MOSCOW: Russia would regard the deployment of any foreign military forces or infrastructure in Ukraine as foreign intervention and treat those forces as legitimate ​targets, the Foreign Ministry said on Monday, citing Minister Sergei Lavrov.
The ministry’s comment, one of many it said were in response to questions put to Lavrov, also praised US President Donald Trump’s efforts at working for a resolution of the war and said he understood the fundamental reasons behind the conflict.
“The deployment of ‌military units, facilities, ‌warehouses, and other infrastructure of ‌Western ⁠countries ​in Ukraine ‌is unacceptable to us and will be regarded as foreign intervention posing a direct threat to Russia’s security,” the ministry said on its website.
It said Western countries — which have discussed a possible deployment to Ukraine to help secure any peace deal — had to understand “that all foreign military contingents, including German ⁠ones, if deployed in Ukraine, will become legitimate targets for the Russian ‌Armed Forces.”
The United States has spearheaded ‍efforts to hold talks aimed ‍at ending the conflict in Ukraine and a second three-sided ‍meeting with Russian and Ukrainian representatives is to take place this week in the United Arab Emirates.

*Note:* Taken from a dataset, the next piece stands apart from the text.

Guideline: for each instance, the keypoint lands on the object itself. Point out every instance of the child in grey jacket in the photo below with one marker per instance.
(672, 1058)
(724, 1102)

The issue of ceding internationally recognized Ukrainian territory to Russia remains a major stumbling block. ​Kyiv rejects Russian calls for it to give up all of its Donbas region, including territory Moscow’s ⁠forces have not captured.

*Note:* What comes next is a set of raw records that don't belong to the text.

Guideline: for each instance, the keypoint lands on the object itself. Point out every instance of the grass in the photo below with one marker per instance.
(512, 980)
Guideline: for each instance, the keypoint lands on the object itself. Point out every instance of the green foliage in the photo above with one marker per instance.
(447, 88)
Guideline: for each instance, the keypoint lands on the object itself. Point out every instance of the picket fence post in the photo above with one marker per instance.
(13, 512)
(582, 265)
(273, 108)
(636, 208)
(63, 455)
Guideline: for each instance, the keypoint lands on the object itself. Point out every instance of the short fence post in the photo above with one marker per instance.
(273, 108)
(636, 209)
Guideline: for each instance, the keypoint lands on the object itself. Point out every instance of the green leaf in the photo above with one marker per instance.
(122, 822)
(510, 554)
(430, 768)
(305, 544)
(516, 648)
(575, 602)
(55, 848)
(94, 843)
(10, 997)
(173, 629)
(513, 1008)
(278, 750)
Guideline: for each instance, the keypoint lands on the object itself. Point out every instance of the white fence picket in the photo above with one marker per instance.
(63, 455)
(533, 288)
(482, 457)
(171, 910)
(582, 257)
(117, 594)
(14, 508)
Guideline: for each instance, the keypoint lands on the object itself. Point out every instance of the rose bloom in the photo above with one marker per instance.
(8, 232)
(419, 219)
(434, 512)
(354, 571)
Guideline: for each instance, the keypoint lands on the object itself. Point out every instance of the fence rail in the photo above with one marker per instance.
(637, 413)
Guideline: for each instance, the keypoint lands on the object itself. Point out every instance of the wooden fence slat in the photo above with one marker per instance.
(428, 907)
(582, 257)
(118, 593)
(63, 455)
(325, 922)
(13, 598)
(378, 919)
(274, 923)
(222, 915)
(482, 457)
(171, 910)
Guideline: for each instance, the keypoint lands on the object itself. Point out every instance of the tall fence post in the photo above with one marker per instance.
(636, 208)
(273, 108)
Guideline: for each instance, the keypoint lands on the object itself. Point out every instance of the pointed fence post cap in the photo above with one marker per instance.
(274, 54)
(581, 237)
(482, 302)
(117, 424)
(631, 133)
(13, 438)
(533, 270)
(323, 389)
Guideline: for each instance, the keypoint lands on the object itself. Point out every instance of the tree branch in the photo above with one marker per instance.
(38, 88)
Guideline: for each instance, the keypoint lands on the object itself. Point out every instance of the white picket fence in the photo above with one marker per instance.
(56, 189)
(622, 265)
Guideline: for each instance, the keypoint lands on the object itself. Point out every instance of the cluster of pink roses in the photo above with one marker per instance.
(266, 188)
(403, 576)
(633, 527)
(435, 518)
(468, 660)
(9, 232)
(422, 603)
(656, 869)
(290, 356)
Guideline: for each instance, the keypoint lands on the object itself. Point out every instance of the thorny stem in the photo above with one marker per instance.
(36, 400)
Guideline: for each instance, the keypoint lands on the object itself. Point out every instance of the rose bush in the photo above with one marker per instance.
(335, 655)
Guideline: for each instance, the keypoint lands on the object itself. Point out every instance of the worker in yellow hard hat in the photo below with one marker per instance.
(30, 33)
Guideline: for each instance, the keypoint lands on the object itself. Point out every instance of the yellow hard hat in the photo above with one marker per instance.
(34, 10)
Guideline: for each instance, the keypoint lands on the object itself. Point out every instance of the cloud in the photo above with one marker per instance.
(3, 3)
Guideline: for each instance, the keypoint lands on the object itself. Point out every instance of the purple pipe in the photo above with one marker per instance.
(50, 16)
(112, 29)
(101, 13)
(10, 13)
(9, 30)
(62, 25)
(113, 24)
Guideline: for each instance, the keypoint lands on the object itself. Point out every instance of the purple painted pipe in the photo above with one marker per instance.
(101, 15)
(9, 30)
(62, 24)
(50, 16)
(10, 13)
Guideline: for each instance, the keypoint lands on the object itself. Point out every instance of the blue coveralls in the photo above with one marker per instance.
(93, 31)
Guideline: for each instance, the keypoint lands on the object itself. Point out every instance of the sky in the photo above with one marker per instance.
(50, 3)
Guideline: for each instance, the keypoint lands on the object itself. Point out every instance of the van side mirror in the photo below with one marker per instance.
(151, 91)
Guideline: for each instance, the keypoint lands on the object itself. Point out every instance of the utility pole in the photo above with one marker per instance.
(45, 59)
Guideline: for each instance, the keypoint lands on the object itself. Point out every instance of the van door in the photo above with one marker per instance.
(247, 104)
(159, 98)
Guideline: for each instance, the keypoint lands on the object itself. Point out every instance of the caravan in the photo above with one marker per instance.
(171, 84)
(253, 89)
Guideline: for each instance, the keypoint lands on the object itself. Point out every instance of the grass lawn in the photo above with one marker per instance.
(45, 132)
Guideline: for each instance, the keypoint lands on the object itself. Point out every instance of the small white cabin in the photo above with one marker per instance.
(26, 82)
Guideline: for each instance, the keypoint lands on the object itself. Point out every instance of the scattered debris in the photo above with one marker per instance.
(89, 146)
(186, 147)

Moscow has repeatedly said it will not tolerate the presence in Ukraine of troops from Western countries.
The ministry said Moscow valued the “purposeful efforts” of the Trump administration in working toward a resolution and understanding Russia’s long-running concerns about NATO’s eastward expansion and its overtures to Ukraine.
It described Trump as “one of the few Western politicians who not only immediately refused to advance meaningless and destructive preconditions for starting a substantive dialogue with Moscow on the ‌Ukrainian crisis, but also publicly spoke about its root causes.”